The book has come under fire from many car enthusiasts in its home market of New Zealand, with many bringing into question the accuracy of the information provided in the book and Matthew-Wilson's bias towards Japanese makers for reliability claims – praising Toyota in particular – against Australian and European cars.

One may also suggest that using customer satisfaction surveys as a means of determining reliability is flawed. The results of customer satisfaction surveys are influenced by owner expectations and how well the manufacturer responds to a fault. However, The Dog & Lemon Guide claims to also make extensive use of surveys where only the reliability of the vehicle is looked at. For example, the low level of customer satisfaction for Peugeot cars is matched by the low levels of reliability for Peugeot cars. Peugeot cars also have far higher levels of breakdowns than similar Japanese vehicles, and these breakdowns are logged by the mechanic who is sent out to rescue the stranded vehicle, not the owner, so they cannot be said to be subjective.

Other critics have questioned the way the guide tends to lump all European makes into one bad basket, pointing out that makes such as Skoda, Porsche, and Jaguar have far better reliability records than makes like Peugeot and Renault.
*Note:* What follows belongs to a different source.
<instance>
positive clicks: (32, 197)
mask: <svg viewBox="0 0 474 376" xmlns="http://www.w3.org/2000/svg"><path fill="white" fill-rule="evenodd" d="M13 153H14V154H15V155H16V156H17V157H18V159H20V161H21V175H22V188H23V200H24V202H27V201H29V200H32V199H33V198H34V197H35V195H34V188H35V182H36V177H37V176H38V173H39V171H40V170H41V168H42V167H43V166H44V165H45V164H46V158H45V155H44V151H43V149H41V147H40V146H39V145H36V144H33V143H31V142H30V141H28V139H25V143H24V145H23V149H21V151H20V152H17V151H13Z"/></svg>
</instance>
European cars have values unseen in Japanese makes that go beyond mere reliability.

For readers used to the glossy magazine advertising of expensive cars, it is a very revealing publication in that it cans/questions the safety and reliability of some of the more famous car makers in the world. The introductory articles on some of the car makers and their companies read like summaries of good opera plots.

The Dog & Lemon Guide created controversy by publishing articles like Cars and other dysfunctional relationships by feminist writer Germaine Greer, which included the line: "men abuse cars because they cannot separate the idea of abuse from the concept of love." In another controversial article: Cars & Nazis, the guide alleged that the US car industry actively supported Hitler and knowingly gave the Germans the technology to launch World War II.

The Dog & Lemon Guides website contains the only English language translation of the entire Japanese domestic car safety recalls database. This information is provided free of charge and is widely used to investigate possible safety faults on Japanese vehicles imported second-hand from Japan. This information is frequently used by buyers of grey market vehicles, who often have no other way of telling if their second-hand vehicles have been subject to unresolved recalls before export.